Geçmiş yıllarda Ukrayna’da bazı yatırımcılara danışmanlık yaptığını hatırlatan Mustafa Kutlu: “ Bu araziler şirketlerin eline geçtiğinde bir şirket kaç tane çiftçinin yerine üretim yapacak. Biz şu anda Ukrayna’nın gittiği yere doğru gidiyoruz. Ben 2010'lu yıllarda oraya gittiğimde bazı çerez firmalarımız ayçiçeği üretimi yapıyordu. Ukrayna'da  çerezlik ayçiçeği, çerezlik kabak ekiyorlardı  biz onlara danışmanlık yapıyorduk. Gidip baktığımızda köyde 50 bin dekar arazi var, 10 bin dekarı sulu, 40 bin dekarı kuru arazi. Tarım makineleri parkı var.  Bir anlamda köyü satın alıyorsunuz resmen kiralayarak. Bir şartları vardı, oradakileri de çalıştırmak zorundasınız. Köyde ne kadar tarımda çalışacak erkek iş gücü varsa onu çalıştırmak zorundasınız. Her aileden en az birini işe almak zorundasınız. Buradaki köylerimiz de boşaldı. Ukrayna gibi bir gidişatımız var. Bu da beni çok ürkütüyor. Bu kadar verimli toprakları Biz kullanalım elin yabancısı değil. Hollanda biliyorsunuz tarımda bir numara diyoruz.Nerede ekiliş yapıyor? Etiyopya'da, Gana'da ekiliş yapıyor. Oralar hep kimin üstüne Hollanda şirketinin üstüne. Hollanda şirketinin üstüne olunca vergi kime gidiyor Hollanda'ya. O ülkelere hiçbir faydası yok. Biz de aynı konuma düşmeyelim diye çırpınıyoruz.” 

Üretmezsek herkes aç kalır

“Bu bizim son feryadımız, yani artık çığlığım tükeniyor, sesimiz de tükeniyor “ diyen Mustafa Kutlu adeta yalvarıyor: “ Bizi bitirmeye değil, bizi yaşatmaya uğraşsınlar. Biz bitmek istemiyoruz biz yaşamak ve yaşatmak istiyoruz. Çünkü biz yaşarsak üreteceğiz. Biz üretirsek sizler yaşayacaksınız. Bu kadar basit hepsi birbirine zincirleme bağlı. Ben üretmezsem herkes aç kalır. Ben derken de kendim olarak değil çiftçi olarak söylüyorum.Çiftçi üretmedi mi herkes aç kalır net bunu pandemide net bir şekilde gördük.
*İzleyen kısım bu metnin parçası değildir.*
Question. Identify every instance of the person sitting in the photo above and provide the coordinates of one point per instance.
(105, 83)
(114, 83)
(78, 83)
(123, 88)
Orada bizi ne kadar değerli kıldılar ama ne oldu? Pandemi bitti değerimiz gene sıfıra düştü. Yine bir pandemi mi gelsin, kötü bir şey mi olması lazım. Kötü bir şey gelmeden bizim değerimizi bilin, bizi yaşatın.  Çünkü biz son çığlıklarımız, son sesimiz kısılmak üzere. Bitmek üzereyiz, sonları oynuyoruz artık bizi bitirmeyi değil yaşatmayı bizi geliştirmeyi düşünsünler. Lütfen herkes sorumluluğunu herkes işinin bilincine varsın.”